3D Slicer (version 4.11; www.slicer.org) was used for dose map visualization, and Paraview (version 5.6.2; www.paraview.org) was used for 3-dimensional rendering of phantom geometry. Statistical analysis was performed with GraphPad Prism (version 8.3.1; GraphPad Software, Inc.).
RESULTS
Figure 2 shows voxel-level absorbed dose coefficients for the mesh reference and percentile-specific phantom series. These 3-dimensional dose maps are volume-rendered as maximum-intensity projections, and as they were derived under the assumption of uniformly distributed activity within whole organs, they are intended to reflect spatial nonuniformity of dose deposition averaged across a patient subpopulation matching the specified height and weight. Region-level mean absorbed dose coefficients for selected target organs of the phantoms are presented in Figures 3 and 4. A comprehensive list of dose coefficients for all defined target regions is provided in Supplemental Tables 1–8 (supplemental materials are available at http://jnm.snmjournals.org). The highest absorbed dose coefficients were observed in the heart wall, followed by the urinary bladder wall and brain, for the male and female mesh phantoms and their voxel analogs implemented in IDAC-Dose 2.1 (Fig. 5). In contrast, the urinary bladder wall was identified as the critical organ in the stylized and hybrid reference phantom dose estimates, with the bladder wall absorbed dose coefficients being approximately 2-fold higher than those for the heart wall (the next most irradiated tissue) and were approximately 2.5-fold higher than estimated with the mesh reference phantoms. This discrepancy has been noted previously (17), and here, was the largest relative deviation in the dose coefficient estimated by the mesh reference phantoms in comparison to the corresponding stylized and hybrid phantom estimates. The disagreement can be partially explained by the methodology applied for determination of specific absorbed fractions used in derivation of self-irradiation S values (and correspondingly, absorbed dose coefficients) for the urinary bladder of the stylized phantoms (31,32). Absorbed dose coefficients for the basal cell layer of the urinary bladder of the mesh reference adults (0.089 mGy/MBq and 0.091 mGy/MBq for adult male and female, respectively; Supplemental Tables 1 and 2) were more consistent with the stylized and hybrid phantom bladder dose estimates.
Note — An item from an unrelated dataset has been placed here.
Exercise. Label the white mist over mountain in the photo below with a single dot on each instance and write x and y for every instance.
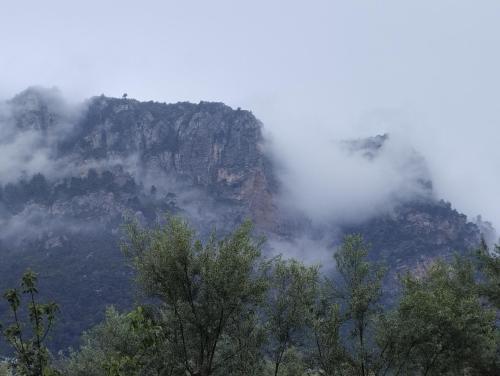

Voxel-level absorbed dose coefficients for 18F-FDG. (A) Adult female reference and percentile-specific phantom series juxtaposed with maximum-intensity projections of their corresponding 18F-FDG voxel dose coefficient maps. (B) Same as A but for adult male. Hx = xth percentile standing height; Wy = yth weight percentile within preceding standing height percentile.
(A) Organ-level absorbed dose coefficients for 18F-FDG for female mesh reference computational phantom (MRCP) and comparison with percentile-specific phantom series. (B) Percentile specific dose coefficients presented as fractional differences relative to reference female. Hx = xth percentile standing height; Wy = yth weight percentile within preceding standing height percentile.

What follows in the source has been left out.